The new position had tears fall from my eyes, my back arching off the floor as he hit something inside me that made stars burst behind my eyes.
Feyre straddled either side of my head. Her thighs trembled as she lowered herself; her pussy hovered just above my mouth.
My tongue licked a long, slow line from her dripping hole to her clit. I groaned into her, my hands reaching up to wrap around her waist, pulling her down onto my mouth.
She was shaking as my tongue pressed deeper, licking every drop of Rhys’s release.
“God,” Feyre moaned, her hips rolling against my face. “Please. Please don’t stop.”
Cassian’s fingers found my clit, pressing down in tight circles as he fucked me. I whimpered into Feyre’s pussy, the vibrations making her cry out above me.
My tongue traced every fold to her clit, flicking it with the tip of my tongue. Her breath came in short, desperate gasps, and I could feel her body tensing.
“I’m, oh god, I’m going to—”
She pressed herself harder against my mouth, and I felt her release flood my mouth and chin. I followed her, my walls clenching down around Cassian’s cock.
I felt him pulse inside me, his own cum adding to the mess inside me.
We stayed like that for a moment, me beneath him, Feyre still trembling above my face.
Cassian withdrew from me slowly, the sensation making me whimper as I felt their cum leak from my body.
Feyre didn’t climb off me as I expected.

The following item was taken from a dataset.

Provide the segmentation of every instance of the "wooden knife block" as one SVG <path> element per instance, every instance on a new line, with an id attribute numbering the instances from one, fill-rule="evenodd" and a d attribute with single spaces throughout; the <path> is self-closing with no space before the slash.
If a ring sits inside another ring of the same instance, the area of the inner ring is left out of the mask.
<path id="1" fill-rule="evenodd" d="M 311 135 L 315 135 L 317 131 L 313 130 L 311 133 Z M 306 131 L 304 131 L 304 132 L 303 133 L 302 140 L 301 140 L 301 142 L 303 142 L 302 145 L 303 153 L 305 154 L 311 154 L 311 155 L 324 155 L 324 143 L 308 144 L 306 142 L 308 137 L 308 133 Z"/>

Instead, she bent forward, her hands reaching for the back of my thighs, and I felt her warm breath against my sensitive pussy.
My pussy was swollen and aching, still pulsing from my orgasm, and the feeling of her tongue was too much, overstimulating me.
“Feyre, I can’t, it’s too—” I gasped.
She didn’t stop. Her tongue pressed into my entrance, tasting every drop of cum that dripped from my body.
I came fast and hard, my face burying into her soaking pussy as my body arched.
The scream that tore from my throat was muffled by her pussy, my hips grinding against her mouth.
Her tongue continued its torture until I lay beneath her, whimpering and broken, coated in her release and Rhys’s, my body trembling.
Finally, she climbed off me, collapsing beside me. My hand reached for hers, our fingers intertwining as my eyes met the others.
Azriel sat with his back against the lounge chair, his face still glistening with my wetness, his cock hard in his hand.
Cassian sat beside me, his chest rising and falling heavy, his own hand working his cock in lazy pumps.
Rhys leaned against the table, his eyes watching us, hungry and predatory.
My breath hitched as I watched three men stroking themselves, knowing that the night was far from over.